Based on the results, I prefer ANN_M as it has the lower one-step RMSE 4.19 compared to the 4.22 for the damped version, so it’s more accurate.

d. Check that the residuals from the best method look like white noise.

best_fit <- myseries |> model(HW_M_damped = ETS(Turnover ~ error("A") + trend("Ad") + season("M")))
best_fit |> gg_tsresiduals()
## Warning: `gg_tsresiduals()` was deprecated in feasts 0.4.2.
## ℹ Please use `ggtime::gg_tsresiduals()` instead.
## This warning is displayed once every 8 hours.
## Call `lifecycle::last_lifecycle_warnings()` to see where this warning was
## generated.

augment(best_fit) |> # Ljung–Box test for remaining autocorrelation
  features(.innov, ljung_box, lag = 24, dof = 3)

e. Now find the test set RMSE, while training the model to the end of 2010. Can you beat the seasonal naïve approach from Exercise 7 in Section 5.11?

myseries_train <- myseries |> filter(year(Month) <= 2010)
myseries_test  <- anti_join(myseries, myseries_train)
## Joining with `by = join_by(Month, Turnover)`
fits_train <- myseries_train |>
  model(
    HW_M        = ETS(Turnover ~ error("A") + trend("A")  + season("M")),
    HW_M_damped = ETS(Turnover ~ error("A") + trend("Ad") + season("M")),
    SNAIVE      = SNAIVE(Turnover ~ lag("year"))
  )

fc_test <- forecast(fits_train, new_data = myseries_test)

acc_test <- accuracy(fc_test, myseries) |>
  dplyr::select(.model, RMSE) |>
  arrange(RMSE)
acc_test

Based on the results, the damped Holt–Winters multiplicative model has lower RMSE (1.362746) than SNAIVE (1.551981), so it beats the seasonal naïve benchmark, while the undamped HW_M does not (1.771684).

8.9

For the same retail data, try an STL decomposition applied to the Box-Cox transformed series, followed by ETS on the seasonally adjusted data. How does that compare with your best previous forecasts on the test set?

# train/tset
yseries_train <- myseries |> filter(year(Month) < 2011)
myseries_test  <- anti_join(myseries, myseries_train)
## Joining with `by = join_by(Month, Turnover)`
lambda <- myseries_train |>
  features(Turnover, guerrero) |>
  dplyr::pull(lambda_guerrero)
# STL on Box–Cox data
fit_stl <- myseries_train |>
  model(
    STL_ETS = decomposition_model( # ETS on the seasonally-adjusted series
      STL(box_cox(Turnover, lambda) ~ season(window = "periodic")),
      ETS(season_adjust ~ error("A") + trend("Ad") + season("N"))
    )
  )

# test period and test RMSE
fc_stl  <- fit_stl |> forecast(new_data = myseries_test)
acc_stl <- fc_stl  |> accuracy(myseries) |> dplyr::select(.model, RMSE)

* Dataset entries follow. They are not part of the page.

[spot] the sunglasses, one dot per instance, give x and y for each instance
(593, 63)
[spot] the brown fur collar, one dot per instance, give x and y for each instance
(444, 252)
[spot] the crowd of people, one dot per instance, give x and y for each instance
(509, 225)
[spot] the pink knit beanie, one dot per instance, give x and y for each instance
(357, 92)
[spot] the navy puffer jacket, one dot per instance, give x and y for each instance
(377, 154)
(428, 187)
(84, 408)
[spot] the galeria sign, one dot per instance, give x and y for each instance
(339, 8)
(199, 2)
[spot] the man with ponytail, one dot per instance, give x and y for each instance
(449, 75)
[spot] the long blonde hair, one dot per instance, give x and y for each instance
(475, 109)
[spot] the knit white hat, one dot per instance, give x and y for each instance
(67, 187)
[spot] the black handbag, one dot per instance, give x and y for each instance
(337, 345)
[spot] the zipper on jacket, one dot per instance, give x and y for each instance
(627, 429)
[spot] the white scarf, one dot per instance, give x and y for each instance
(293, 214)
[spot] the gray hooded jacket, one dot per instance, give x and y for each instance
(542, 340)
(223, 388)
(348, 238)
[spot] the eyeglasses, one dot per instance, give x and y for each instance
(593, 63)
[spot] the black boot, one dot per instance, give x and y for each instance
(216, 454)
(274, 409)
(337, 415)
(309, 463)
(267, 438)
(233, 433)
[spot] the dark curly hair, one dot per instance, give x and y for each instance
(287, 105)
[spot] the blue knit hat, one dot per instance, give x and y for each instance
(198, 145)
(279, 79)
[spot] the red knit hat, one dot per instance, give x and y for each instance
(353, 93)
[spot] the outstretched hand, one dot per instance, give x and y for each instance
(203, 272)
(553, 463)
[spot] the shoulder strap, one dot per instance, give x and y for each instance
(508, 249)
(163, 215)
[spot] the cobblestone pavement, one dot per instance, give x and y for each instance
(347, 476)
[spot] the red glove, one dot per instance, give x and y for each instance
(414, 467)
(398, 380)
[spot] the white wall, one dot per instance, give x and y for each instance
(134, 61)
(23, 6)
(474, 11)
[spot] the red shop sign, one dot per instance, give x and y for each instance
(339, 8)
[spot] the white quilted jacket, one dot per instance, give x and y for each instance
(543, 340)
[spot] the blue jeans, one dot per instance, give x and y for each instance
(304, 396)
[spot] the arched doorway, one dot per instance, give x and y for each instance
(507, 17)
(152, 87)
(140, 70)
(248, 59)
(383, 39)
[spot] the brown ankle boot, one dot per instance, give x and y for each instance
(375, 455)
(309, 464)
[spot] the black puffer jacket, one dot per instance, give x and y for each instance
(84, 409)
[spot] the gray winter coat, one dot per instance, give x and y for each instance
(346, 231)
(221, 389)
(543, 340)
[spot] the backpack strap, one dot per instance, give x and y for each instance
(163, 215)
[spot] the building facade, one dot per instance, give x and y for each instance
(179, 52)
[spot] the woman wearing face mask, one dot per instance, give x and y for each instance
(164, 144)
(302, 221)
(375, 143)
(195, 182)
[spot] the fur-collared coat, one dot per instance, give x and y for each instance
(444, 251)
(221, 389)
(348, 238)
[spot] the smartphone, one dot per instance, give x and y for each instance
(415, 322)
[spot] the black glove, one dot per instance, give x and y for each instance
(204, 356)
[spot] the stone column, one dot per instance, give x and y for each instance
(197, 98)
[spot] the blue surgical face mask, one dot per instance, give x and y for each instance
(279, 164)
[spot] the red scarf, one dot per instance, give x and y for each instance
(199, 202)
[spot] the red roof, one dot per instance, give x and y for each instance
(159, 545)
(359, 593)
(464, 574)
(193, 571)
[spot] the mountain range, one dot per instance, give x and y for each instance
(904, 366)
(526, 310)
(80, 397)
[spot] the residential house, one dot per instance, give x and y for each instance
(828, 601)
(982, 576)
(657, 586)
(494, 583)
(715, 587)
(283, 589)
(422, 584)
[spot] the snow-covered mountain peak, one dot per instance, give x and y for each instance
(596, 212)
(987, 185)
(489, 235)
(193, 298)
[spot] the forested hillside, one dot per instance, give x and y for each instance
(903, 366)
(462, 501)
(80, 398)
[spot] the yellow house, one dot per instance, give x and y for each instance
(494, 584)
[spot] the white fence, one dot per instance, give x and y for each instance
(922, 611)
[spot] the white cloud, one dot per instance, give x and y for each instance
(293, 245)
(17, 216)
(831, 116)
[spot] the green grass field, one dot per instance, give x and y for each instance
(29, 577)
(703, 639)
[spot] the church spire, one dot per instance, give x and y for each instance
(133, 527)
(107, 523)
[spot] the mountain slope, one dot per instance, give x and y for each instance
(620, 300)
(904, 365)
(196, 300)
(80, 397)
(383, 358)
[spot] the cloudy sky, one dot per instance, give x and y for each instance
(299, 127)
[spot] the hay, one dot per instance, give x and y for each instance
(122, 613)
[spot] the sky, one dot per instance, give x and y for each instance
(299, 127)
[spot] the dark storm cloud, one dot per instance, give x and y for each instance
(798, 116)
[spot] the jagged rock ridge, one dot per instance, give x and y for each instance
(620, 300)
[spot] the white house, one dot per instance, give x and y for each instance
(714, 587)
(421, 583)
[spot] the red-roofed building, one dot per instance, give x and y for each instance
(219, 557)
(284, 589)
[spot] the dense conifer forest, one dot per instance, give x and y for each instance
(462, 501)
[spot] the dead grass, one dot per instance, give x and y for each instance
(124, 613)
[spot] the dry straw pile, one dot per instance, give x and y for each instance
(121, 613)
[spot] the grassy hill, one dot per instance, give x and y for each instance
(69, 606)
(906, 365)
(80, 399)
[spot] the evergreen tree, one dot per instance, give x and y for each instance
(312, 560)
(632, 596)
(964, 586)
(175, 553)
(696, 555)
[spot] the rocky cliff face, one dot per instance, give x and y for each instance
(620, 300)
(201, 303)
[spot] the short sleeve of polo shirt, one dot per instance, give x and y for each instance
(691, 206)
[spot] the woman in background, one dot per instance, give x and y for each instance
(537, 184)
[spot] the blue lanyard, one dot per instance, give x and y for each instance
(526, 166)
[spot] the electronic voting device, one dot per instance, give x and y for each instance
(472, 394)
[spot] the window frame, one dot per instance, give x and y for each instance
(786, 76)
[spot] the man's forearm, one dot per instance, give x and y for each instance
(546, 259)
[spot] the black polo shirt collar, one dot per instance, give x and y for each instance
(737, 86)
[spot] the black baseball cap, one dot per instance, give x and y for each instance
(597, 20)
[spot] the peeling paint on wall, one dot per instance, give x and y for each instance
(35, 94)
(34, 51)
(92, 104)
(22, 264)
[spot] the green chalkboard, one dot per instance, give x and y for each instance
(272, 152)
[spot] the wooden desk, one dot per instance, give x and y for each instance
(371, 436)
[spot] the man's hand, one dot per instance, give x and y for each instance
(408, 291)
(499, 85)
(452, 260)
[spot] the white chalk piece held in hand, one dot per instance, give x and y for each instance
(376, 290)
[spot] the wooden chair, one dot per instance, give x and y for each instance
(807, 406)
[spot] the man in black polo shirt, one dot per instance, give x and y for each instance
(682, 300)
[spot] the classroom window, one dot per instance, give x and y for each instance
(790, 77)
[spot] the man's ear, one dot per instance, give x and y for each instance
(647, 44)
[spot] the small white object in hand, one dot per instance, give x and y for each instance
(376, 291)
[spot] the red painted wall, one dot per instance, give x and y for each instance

fit_hw  <- myseries_train |>
  model(HW_M_damped = ETS(Turnover ~ error("M") + trend("Ad") + season("M")))
fc_hw   <- fit_hw |> forecast(new_data = myseries_test)
acc_hw  <- fc_hw  |> accuracy(myseries) |> dplyr::select(.model, RMSE)
dplyr::bind_rows(acc_hw, acc_stl)

Based on these results, the performance of STL_ETS was not as accurate with a RMSE of 1.212853, compared to my previous best HW_M_damped’s RMSE of 1.151260.